Capy is an alternative code execution harness designed for evaluating large language model (LLM) performance on code generation and execution tasks. It represents one approach among several frameworks for assessing how well language models can produce, understand, and execute code across different computational environments.
Capy functions as a code execution harness—a testing framework that enables systematic evaluation of language models on their ability to generate and execute code. Unlike optimized execution environments specifically designed for particular model architectures or inference stacks, Capy represents a more generalized approach to code execution evaluation 1).
The harness is particularly notable for demonstrating how model performance can vary significantly depending on the optimization level of the execution environment. Testing with Claude Opus 4.6 showed that non-optimized harnesses can produce measurable performance degradation compared to specialized implementations, with reported accuracy on Terminal-Bench 2.0 reaching 75.3%—a result that highlights the sensitivity of code execution tasks to infrastructure-level design choices 2).
As a code execution harness, Capy operates by:
* Accepting code generation outputs from language models * Executing the generated code in a controlled environment * Comparing execution results against expected outputs * Providing quantitative performance metrics
The framework appears to support evaluation on Terminal-Bench 2.0, a benchmark focused on terminal and command-line interface execution tasks. This suggests Capy is designed to handle evaluation scenarios involving shell commands, system operations, and command-line tool interactions—areas where precise code generation and execution are critical for model assessment 3).
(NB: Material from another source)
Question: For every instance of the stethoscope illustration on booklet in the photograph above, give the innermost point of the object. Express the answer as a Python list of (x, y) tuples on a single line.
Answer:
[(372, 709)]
A significant finding regarding Capy is the relationship between harness optimization and model performance outcomes. The 75.3% accuracy achieved with Claude Opus 4.6 demonstrates that non-optimized code execution harnesses can introduce performance constraints that reduce model capabilities below their potential maximum 4).
This observation underscores an important principle in LLM evaluation: the choice of execution framework and infrastructure can meaningfully impact measured performance. Optimized harnesses—those specifically tuned for particular model architectures or inference requirements—may enable higher accuracy rates compared to more generalized approaches. This distinction is relevant for researchers and practitioners comparing code execution capabilities across different models, as harness-level differences can confound direct performance comparisons.
Code execution harnesses like Capy are employed in several contexts:
* Model evaluation: Assessing code generation quality and correctness across standardized benchmarks * Comparative analysis: Understanding relative performance differences between models * Infrastructure optimization: Testing how execution environment design affects measured capabilities * Benchmark development: Supporting the creation of reproducible code execution evaluation standards
The ability to systematically evaluate code execution performance is particularly important as language models increasingly handle programming tasks, code review, and automated code generation in production environments.
Code execution evaluation represents a specialized area within broader LLM benchmarking. Other evaluation approaches focus on different dimensions of model capability, from general knowledge tasks to reasoning and multi-step problem solving. The emergence of harnesses like Capy reflects the field's recognition that code execution—being deterministic and measurable—requires specialized evaluation methodologies distinct from other capability assessments.